In this paper, we present a time-discrete, incremental methodology for modeling, at the microscopic and macroscopic level, the dynamics of distributed manipulation experiments using swarms of autonomous robots endowed with reactive controllers. The methodology is well-suited for nonspatial metrics since it does not take into account robots' trajectories or the spatial distribution of objects in the environment. The strength of the methodology lies in the fact that it has been generated by considering incremental abstraction steps, from real robots to macroscopic models, each with well-defined mappings between successive implementation levels. Precise heuristic criteria based on geometrical considerations and systematic tests with one or two real robots prevent the introduction of free parameters in the calibration procedure of models.
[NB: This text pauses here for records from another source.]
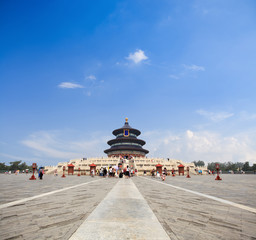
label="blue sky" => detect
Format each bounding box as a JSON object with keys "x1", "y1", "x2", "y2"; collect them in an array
[{"x1": 0, "y1": 0, "x2": 256, "y2": 165}]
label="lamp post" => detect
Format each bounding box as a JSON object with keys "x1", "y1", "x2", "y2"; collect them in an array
[
  {"x1": 187, "y1": 167, "x2": 191, "y2": 178},
  {"x1": 215, "y1": 163, "x2": 222, "y2": 180},
  {"x1": 29, "y1": 163, "x2": 36, "y2": 180},
  {"x1": 61, "y1": 166, "x2": 66, "y2": 178}
]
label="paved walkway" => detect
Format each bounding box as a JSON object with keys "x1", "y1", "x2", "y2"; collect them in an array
[{"x1": 70, "y1": 179, "x2": 170, "y2": 240}]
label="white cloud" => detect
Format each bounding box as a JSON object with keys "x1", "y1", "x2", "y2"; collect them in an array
[
  {"x1": 21, "y1": 131, "x2": 110, "y2": 161},
  {"x1": 58, "y1": 82, "x2": 84, "y2": 88},
  {"x1": 126, "y1": 49, "x2": 148, "y2": 64},
  {"x1": 183, "y1": 64, "x2": 205, "y2": 72},
  {"x1": 20, "y1": 129, "x2": 256, "y2": 165},
  {"x1": 86, "y1": 75, "x2": 96, "y2": 80},
  {"x1": 196, "y1": 109, "x2": 234, "y2": 122},
  {"x1": 169, "y1": 74, "x2": 179, "y2": 79},
  {"x1": 143, "y1": 130, "x2": 256, "y2": 164},
  {"x1": 239, "y1": 111, "x2": 256, "y2": 121}
]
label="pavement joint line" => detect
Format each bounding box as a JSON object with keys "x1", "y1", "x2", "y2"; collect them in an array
[
  {"x1": 139, "y1": 176, "x2": 256, "y2": 213},
  {"x1": 69, "y1": 178, "x2": 170, "y2": 240},
  {"x1": 0, "y1": 179, "x2": 103, "y2": 209}
]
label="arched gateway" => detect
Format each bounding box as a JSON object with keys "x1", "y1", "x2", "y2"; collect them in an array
[{"x1": 104, "y1": 118, "x2": 149, "y2": 158}]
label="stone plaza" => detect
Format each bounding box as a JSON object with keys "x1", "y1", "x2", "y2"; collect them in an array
[{"x1": 0, "y1": 174, "x2": 256, "y2": 239}]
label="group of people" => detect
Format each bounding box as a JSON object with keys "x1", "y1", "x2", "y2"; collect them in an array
[
  {"x1": 150, "y1": 168, "x2": 167, "y2": 181},
  {"x1": 95, "y1": 165, "x2": 137, "y2": 178}
]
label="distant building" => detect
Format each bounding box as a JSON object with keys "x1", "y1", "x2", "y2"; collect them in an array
[
  {"x1": 45, "y1": 118, "x2": 207, "y2": 175},
  {"x1": 104, "y1": 118, "x2": 149, "y2": 159}
]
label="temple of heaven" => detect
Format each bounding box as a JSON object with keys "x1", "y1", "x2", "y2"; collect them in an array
[{"x1": 104, "y1": 118, "x2": 149, "y2": 158}]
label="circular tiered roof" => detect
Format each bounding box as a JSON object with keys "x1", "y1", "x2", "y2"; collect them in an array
[{"x1": 104, "y1": 118, "x2": 149, "y2": 157}]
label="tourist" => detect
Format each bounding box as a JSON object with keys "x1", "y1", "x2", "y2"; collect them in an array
[
  {"x1": 38, "y1": 169, "x2": 44, "y2": 180},
  {"x1": 125, "y1": 165, "x2": 130, "y2": 178},
  {"x1": 162, "y1": 173, "x2": 165, "y2": 181}
]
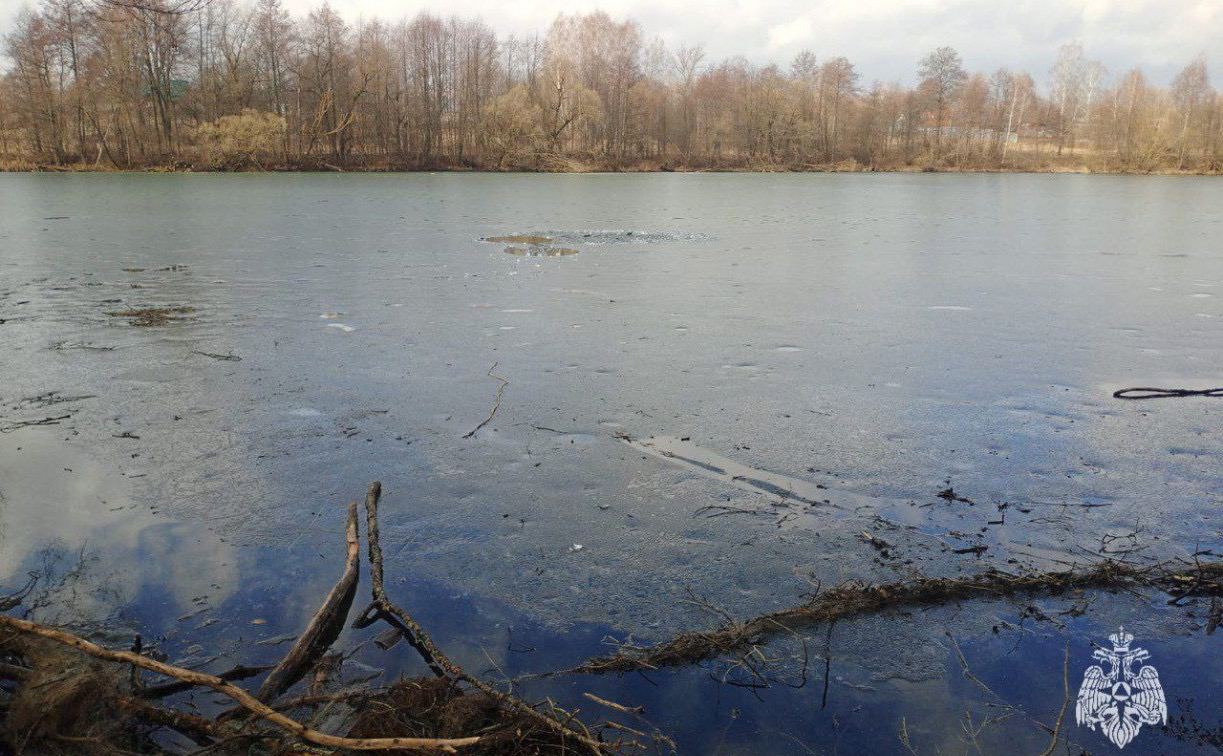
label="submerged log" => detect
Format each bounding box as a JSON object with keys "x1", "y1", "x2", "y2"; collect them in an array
[
  {"x1": 256, "y1": 502, "x2": 361, "y2": 703},
  {"x1": 0, "y1": 615, "x2": 481, "y2": 752}
]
As a consequence, we are able to generate highly abstracted macroscopic models that can capture the dynamics of a swarm of robots at the behavioral level while still being closely anchored to the characteristics of the physical set-up. Although this methodology has been and can be applied to other experiments in distributed manipulation (e.g., object aggregation and segregation, foraging), in this paper we focus on a strictly collaborative case study concerned with pulling sticks out of the ground, an action that requires the collaboration of two robots to be successful. Experiments were carried out with teams consisting of two to 600 individuals at different levels of implementation (real robots, embodied simulations, microscopic and macroscopic models). Results show that models can deliver both qualitatively and quantitatively correct predictions in time lapses that are at least four orders of magnitude smaller than those required by embodied simulations and that they represent a useful tool for generalizing the dynamics of these highly stochastic, asynchronous, nonlinear systems, often outperforming intuitive reasoning. Finally, in addition to discussing subtle numerical effects, small prediction discrepancies, and difficulties in generating the mapping between different abstractions levels, we conclude the paper by reviewing the intrinsic limitations of the current modeling methodology and by proposing a few suggestions for future work.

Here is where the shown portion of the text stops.